Cynics might say, “McGill football, big deal, they get killed most weeks anyway” which is, as cynicism usually is, about as far from the point as it could be. It matters to young men; to some of them, the freshman that went home is a coward and a villain and thank-god-he’s-not-on-our-team (if they still had a team, that is). Initiation rituals are a bonding thing for a team. They are also a frequent outlet for sadism and interpersonal tyranny, so who knows which was pre-eminent at McGill? The school’s leadership decided that the former wasn’t a good enough reason to risk the latter, not to mention immorality and stains on the ivy-and-dignity image of the university.

Sometimes it’s embarrassing to love football. Sometimes I’m a little sheepish about understanding, at least a little, about what such a primitive ritual might mean to that particular crew.

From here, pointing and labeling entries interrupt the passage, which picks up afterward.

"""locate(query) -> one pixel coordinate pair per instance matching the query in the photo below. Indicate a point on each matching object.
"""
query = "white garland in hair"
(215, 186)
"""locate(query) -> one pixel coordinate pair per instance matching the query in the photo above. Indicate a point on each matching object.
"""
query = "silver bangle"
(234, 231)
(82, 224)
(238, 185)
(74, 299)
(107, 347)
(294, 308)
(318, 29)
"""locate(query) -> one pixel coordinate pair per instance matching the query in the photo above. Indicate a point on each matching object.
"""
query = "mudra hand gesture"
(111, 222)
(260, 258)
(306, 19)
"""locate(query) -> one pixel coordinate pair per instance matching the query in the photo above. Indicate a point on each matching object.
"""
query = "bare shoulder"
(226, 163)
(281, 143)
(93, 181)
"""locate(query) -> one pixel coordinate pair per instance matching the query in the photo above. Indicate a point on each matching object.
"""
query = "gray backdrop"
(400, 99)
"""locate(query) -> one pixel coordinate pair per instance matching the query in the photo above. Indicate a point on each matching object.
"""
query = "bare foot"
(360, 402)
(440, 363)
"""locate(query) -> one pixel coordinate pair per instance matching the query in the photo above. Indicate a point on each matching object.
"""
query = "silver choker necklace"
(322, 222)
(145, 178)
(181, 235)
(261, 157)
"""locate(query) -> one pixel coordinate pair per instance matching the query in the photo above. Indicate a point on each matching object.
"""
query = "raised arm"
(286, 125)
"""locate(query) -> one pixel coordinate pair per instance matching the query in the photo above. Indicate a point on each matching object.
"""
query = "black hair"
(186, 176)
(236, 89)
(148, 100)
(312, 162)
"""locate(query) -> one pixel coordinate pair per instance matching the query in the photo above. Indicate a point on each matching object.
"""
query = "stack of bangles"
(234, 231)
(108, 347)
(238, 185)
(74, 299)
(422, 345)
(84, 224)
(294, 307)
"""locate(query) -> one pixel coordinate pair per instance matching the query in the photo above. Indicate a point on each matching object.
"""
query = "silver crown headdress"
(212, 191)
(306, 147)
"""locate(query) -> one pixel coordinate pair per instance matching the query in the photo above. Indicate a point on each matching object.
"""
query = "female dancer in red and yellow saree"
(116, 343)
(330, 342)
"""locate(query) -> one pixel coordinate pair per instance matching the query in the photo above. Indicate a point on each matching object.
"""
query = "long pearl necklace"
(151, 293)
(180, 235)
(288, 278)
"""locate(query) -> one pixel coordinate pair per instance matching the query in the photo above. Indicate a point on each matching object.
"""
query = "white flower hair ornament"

I remember ninth-grade initiation, when such things were still possible, and the perverse thrill of going through the “Ghost Walk”, a slide down a basement corridor a foot deep in rotting vegetables and other unidentifiable ooze. Being pelted by the football players with special glee tickled me, because they knew who I was. I felt good to have endured, to have come out with the smile on my face that said “Hey, that wasn’t so bad!”

So I get it. But I also get why a young man would refuse to “get it”, and know that it would have taken another kind of courage to say NO to getting probed by “Doctor Broom”. I wonder if he’ll ever play football again — the kid, not the Broom. I wonder if McGill will.